The limiting factor is the largest of the following.

  1. The number of nodes in the input data files.
  2. The number of segments in the input data files.
  3. The number of highways in the input data files.
  4. The number of relations in the input data files.
Normally the number of nodes will be the limiting factor.

32-bit Indexes

Before version 1.2 the database could hold up to 4294967295 (232-1) items of each type (node, segment, way) since an unsigned 32-bit integer is used.

Versions 1.3 to 1.4.1 have a limit of 2147483647 (231-1) items since half of the 32-bit integer range is reserved for fake nodes and segments that are inserted if a waypoint is not close to a node.

From version 1.5 the limit is 4294901760 (232-216) for the number of items of each type that can be stored. The small remaining part of the 32-bit unsigned integer range is reserved for fake nodes and segments.

64-bit Indexes

When using a 32-bit operating system it is not possible to create a database that exceeds about 2GB in total. This will be fewer than 232 objects in the database in total. The use of 64-bit indexes will require a 64-bit operating system.

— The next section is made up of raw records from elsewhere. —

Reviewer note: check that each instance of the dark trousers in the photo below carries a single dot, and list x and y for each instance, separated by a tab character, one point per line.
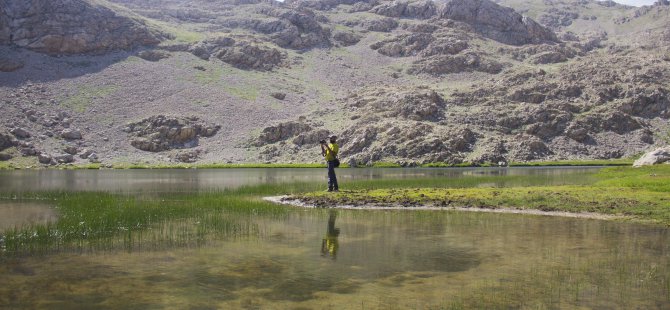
332	178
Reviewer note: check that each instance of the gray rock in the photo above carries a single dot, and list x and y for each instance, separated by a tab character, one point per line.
153	55
278	95
312	137
6	141
657	156
70	149
9	64
161	133
380	25
44	158
20	133
71	134
496	22
70	27
86	153
64	159
280	132
346	38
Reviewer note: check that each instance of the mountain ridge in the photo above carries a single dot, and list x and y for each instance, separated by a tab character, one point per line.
409	82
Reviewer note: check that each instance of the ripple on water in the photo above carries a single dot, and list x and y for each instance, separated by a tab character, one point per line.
17	214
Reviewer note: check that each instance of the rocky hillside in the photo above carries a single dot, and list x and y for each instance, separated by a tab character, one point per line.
58	27
134	81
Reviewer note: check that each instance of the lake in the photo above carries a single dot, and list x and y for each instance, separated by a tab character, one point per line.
247	254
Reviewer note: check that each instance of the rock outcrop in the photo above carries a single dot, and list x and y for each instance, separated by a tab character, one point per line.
239	54
161	133
657	156
498	23
71	26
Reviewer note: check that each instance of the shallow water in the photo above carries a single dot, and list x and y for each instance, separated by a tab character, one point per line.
325	259
13	214
190	180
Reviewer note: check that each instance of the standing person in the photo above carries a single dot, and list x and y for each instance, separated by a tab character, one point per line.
329	151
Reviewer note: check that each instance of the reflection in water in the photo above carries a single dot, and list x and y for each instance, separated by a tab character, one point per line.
18	214
329	244
194	180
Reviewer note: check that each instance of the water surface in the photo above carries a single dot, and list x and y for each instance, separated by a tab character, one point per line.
293	258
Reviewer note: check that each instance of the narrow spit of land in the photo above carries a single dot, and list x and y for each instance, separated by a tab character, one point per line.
638	194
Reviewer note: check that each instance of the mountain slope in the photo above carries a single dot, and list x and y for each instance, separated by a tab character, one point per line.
409	82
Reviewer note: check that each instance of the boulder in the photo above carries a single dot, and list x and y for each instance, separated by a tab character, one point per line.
9	64
248	56
153	55
6	141
71	134
278	95
64	159
70	149
161	133
312	137
380	25
346	38
281	132
498	23
657	156
44	158
20	133
86	153
72	26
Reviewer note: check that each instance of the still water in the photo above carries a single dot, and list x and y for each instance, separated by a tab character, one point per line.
193	180
346	259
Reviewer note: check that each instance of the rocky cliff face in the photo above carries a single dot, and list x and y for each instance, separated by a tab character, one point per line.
70	27
411	82
498	23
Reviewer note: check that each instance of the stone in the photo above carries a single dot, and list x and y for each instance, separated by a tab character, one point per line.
58	27
44	158
153	55
71	134
9	64
64	159
70	149
346	38
20	133
86	153
278	95
280	132
496	22
657	156
6	141
160	133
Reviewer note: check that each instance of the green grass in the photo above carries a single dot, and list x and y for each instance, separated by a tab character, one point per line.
640	194
108	221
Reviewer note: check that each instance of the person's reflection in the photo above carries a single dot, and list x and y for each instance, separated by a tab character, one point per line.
329	244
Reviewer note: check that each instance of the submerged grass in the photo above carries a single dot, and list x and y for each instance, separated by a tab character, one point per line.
639	193
95	220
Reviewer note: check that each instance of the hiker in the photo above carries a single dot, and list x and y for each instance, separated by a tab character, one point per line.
329	151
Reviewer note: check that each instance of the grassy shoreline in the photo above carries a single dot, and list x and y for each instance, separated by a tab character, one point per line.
639	194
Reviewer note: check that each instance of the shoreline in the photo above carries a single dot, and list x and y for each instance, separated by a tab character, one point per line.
287	200
98	166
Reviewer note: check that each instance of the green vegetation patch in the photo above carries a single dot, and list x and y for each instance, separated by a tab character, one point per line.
642	194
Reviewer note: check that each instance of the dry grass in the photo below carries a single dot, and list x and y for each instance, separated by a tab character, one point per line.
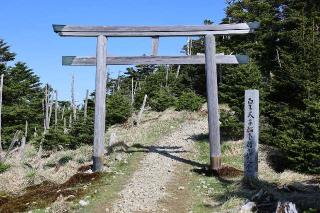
220	194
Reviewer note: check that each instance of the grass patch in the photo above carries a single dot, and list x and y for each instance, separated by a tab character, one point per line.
64	160
222	194
104	192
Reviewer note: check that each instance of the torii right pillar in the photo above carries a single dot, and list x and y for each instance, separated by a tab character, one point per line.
212	99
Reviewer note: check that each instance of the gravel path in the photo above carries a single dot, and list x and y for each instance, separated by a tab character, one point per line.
148	184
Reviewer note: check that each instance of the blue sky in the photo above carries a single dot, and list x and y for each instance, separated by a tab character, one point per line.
27	27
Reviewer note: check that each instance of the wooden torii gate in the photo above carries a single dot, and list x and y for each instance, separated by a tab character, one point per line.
210	59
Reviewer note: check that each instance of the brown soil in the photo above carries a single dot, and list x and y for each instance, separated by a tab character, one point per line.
84	168
228	171
41	195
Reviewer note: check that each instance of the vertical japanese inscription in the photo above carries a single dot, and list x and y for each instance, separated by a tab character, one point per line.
251	133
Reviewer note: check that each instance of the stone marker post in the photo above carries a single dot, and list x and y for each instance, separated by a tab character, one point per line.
251	133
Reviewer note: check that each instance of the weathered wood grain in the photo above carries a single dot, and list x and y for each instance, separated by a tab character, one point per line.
157	60
212	99
155	46
100	105
153	34
178	28
1	89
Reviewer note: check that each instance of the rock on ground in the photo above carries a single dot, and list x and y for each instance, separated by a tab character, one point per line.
148	184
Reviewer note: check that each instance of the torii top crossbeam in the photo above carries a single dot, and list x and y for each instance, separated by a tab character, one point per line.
151	31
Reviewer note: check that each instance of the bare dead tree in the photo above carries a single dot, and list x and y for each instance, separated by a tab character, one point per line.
22	147
14	140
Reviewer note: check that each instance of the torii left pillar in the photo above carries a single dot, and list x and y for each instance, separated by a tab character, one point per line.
212	99
100	105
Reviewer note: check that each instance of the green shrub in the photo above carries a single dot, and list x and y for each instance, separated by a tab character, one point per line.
4	167
162	100
118	109
296	132
189	101
81	133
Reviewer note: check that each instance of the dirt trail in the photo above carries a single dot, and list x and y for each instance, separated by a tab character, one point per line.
149	184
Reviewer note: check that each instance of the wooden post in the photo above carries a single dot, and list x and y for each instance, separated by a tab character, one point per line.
155	45
178	70
251	133
212	99
86	105
1	89
56	110
26	130
142	109
65	131
167	74
100	105
70	121
62	114
132	92
46	102
74	109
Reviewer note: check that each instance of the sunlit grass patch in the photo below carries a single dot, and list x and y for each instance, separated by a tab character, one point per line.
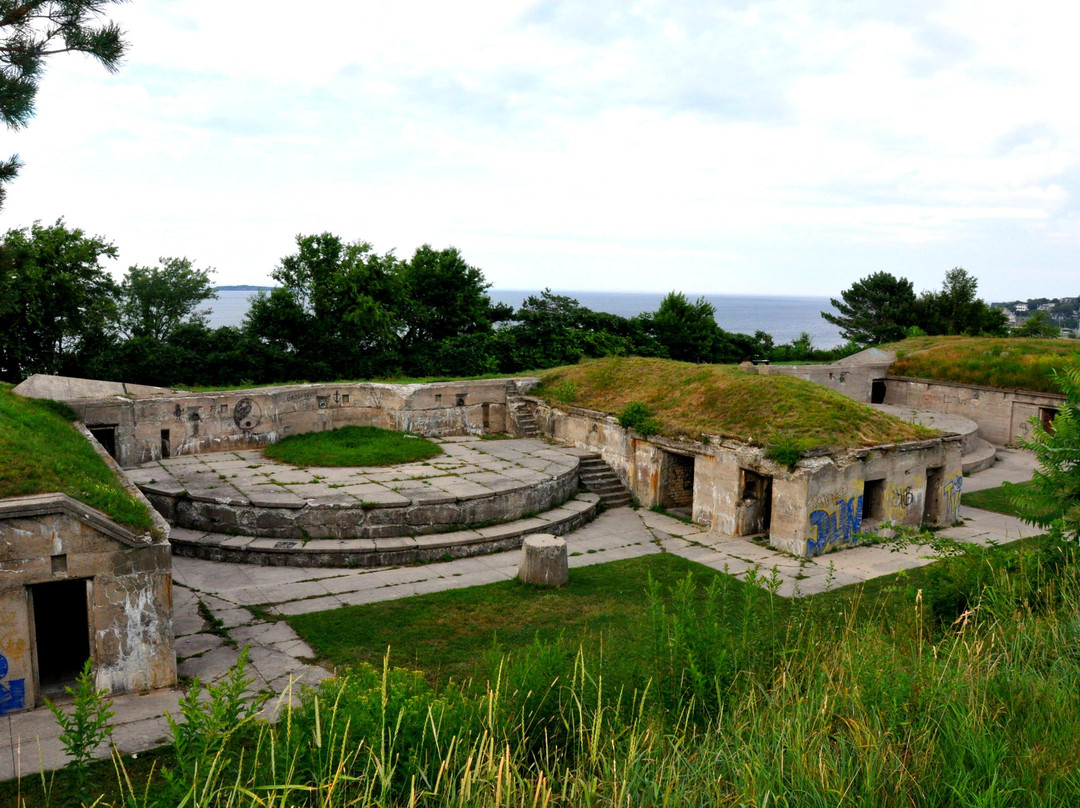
691	401
41	453
352	446
1004	362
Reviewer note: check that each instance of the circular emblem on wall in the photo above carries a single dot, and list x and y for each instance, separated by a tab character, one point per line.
247	414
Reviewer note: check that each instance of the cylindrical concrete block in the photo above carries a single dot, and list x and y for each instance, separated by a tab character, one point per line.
543	561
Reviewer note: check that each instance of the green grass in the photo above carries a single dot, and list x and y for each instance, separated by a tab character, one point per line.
448	634
692	401
42	453
352	446
1004	362
998	499
954	685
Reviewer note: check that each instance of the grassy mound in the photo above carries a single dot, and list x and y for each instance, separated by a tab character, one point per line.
1014	363
352	446
41	453
692	401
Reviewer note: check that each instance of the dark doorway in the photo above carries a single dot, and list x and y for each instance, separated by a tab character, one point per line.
676	484
755	503
877	391
873	500
932	511
1047	416
106	436
62	632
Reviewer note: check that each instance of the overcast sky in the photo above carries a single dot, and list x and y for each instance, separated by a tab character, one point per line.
709	147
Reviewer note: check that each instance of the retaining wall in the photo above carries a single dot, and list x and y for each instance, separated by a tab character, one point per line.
149	428
1002	415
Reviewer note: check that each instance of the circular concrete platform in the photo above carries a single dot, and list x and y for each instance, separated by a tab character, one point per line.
472	484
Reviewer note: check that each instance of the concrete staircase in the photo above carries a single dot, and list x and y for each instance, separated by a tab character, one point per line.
521	414
598	477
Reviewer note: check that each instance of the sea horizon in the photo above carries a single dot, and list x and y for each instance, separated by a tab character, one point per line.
783	317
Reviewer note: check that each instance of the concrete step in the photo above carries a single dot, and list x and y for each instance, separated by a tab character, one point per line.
980	458
598	477
389	551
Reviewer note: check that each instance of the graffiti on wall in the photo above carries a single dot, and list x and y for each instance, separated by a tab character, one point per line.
13	692
838	523
950	496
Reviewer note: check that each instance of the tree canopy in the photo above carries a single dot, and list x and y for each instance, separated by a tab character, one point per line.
879	308
56	300
34	29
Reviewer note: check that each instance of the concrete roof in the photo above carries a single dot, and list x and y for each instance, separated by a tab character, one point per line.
66	388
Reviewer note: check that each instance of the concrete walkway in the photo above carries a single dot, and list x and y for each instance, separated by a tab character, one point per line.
218	608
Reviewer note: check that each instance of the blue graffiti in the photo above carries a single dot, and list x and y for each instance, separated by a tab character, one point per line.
12	695
839	524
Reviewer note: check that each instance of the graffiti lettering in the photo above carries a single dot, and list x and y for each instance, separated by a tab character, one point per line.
952	496
901	497
838	524
12	695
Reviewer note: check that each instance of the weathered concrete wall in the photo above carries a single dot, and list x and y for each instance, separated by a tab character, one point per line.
1002	415
813	508
348	519
51	538
184	423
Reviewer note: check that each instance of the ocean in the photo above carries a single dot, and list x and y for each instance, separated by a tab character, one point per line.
785	318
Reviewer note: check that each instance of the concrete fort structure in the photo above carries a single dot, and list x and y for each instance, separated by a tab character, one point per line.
824	502
137	426
75	586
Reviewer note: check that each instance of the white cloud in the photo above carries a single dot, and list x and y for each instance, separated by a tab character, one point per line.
770	147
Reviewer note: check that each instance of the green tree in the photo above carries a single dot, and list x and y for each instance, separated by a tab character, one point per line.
55	298
1037	325
956	309
876	309
154	301
35	29
337	312
688	331
1053	498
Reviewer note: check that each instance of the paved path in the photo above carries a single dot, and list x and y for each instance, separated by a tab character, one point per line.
243	602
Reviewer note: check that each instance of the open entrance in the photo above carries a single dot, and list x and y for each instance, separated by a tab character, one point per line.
873	500
676	484
1047	416
755	503
934	503
62	634
877	391
107	436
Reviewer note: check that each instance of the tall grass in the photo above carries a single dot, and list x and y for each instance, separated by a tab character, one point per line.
1012	363
829	709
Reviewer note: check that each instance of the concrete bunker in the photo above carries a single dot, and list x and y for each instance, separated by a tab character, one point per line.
78	587
823	502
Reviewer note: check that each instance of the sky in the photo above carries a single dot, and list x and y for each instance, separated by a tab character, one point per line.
710	147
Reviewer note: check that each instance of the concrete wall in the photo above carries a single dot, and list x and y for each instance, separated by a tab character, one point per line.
186	423
814	508
51	538
1002	415
852	380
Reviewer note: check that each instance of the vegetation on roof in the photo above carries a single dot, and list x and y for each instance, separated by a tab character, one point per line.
693	401
1006	362
41	453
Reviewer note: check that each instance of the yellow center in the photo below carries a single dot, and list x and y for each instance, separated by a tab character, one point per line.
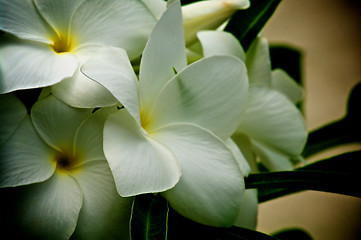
66	161
62	45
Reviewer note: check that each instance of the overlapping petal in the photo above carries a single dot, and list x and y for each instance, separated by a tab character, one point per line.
211	184
25	158
197	95
125	24
139	163
272	119
55	206
104	214
163	55
111	68
57	13
258	63
26	64
57	122
12	112
21	18
220	43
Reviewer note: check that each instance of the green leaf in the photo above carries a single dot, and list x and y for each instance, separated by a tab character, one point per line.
337	175
246	24
292	234
149	219
183	228
346	130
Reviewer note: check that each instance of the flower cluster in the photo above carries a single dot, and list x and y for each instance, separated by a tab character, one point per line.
137	97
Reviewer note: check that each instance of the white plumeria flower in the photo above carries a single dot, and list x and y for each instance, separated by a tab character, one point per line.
12	112
271	122
64	185
170	137
47	42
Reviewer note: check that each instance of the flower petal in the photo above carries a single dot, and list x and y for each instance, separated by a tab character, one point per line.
111	68
139	164
270	118
49	210
26	64
271	158
211	185
57	13
126	24
81	92
88	141
163	54
258	63
211	93
282	82
25	158
12	112
57	122
247	217
104	214
220	43
21	18
208	15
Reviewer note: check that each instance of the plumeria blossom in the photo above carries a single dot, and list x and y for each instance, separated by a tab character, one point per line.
55	164
170	136
271	124
12	112
46	42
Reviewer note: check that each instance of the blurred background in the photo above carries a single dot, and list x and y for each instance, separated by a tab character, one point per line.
329	35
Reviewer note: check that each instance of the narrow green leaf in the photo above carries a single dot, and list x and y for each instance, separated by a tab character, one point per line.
336	175
292	234
246	24
183	228
346	130
149	219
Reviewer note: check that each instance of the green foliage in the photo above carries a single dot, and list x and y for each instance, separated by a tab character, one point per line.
149	219
337	175
246	24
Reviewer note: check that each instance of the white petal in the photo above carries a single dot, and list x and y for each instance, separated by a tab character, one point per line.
82	92
57	13
282	82
12	112
139	164
211	185
208	15
21	18
25	158
258	63
248	213
242	162
104	214
270	118
272	158
245	146
157	7
126	24
163	54
26	64
50	210
88	141
57	122
111	68
220	43
211	93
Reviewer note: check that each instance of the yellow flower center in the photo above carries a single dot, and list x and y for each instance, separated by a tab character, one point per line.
63	45
66	161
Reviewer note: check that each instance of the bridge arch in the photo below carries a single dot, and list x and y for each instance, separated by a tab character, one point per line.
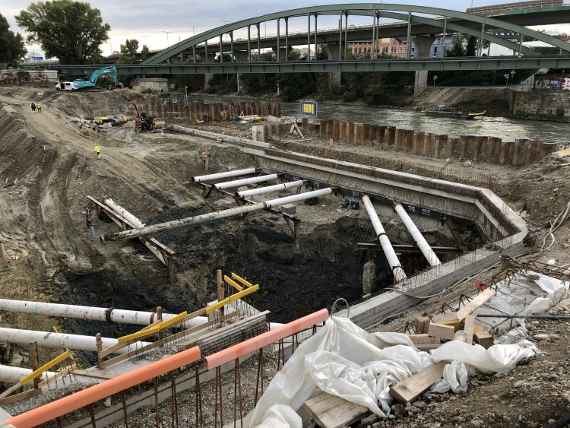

From version 2.0.2 onwards it is possible to make a simple change to the code to index the database objects with 64-bit integers insted of 32-bit integers.

To recompile with 64-bit index integers the file src/types.h should be edited and the two lines below changed from:

typedef uint32_t index_t;

#define Pindex_t PRIu32
to:
typedef uint64_t index_t;

#define Pindex_t PRIu64
This change will affect nodes, segments, ways and relations together. The database that is generated will no longer be compatible with Routino that has been compiled with 32-bit indexes. The size of the database will also grow by about 50% when this change is made.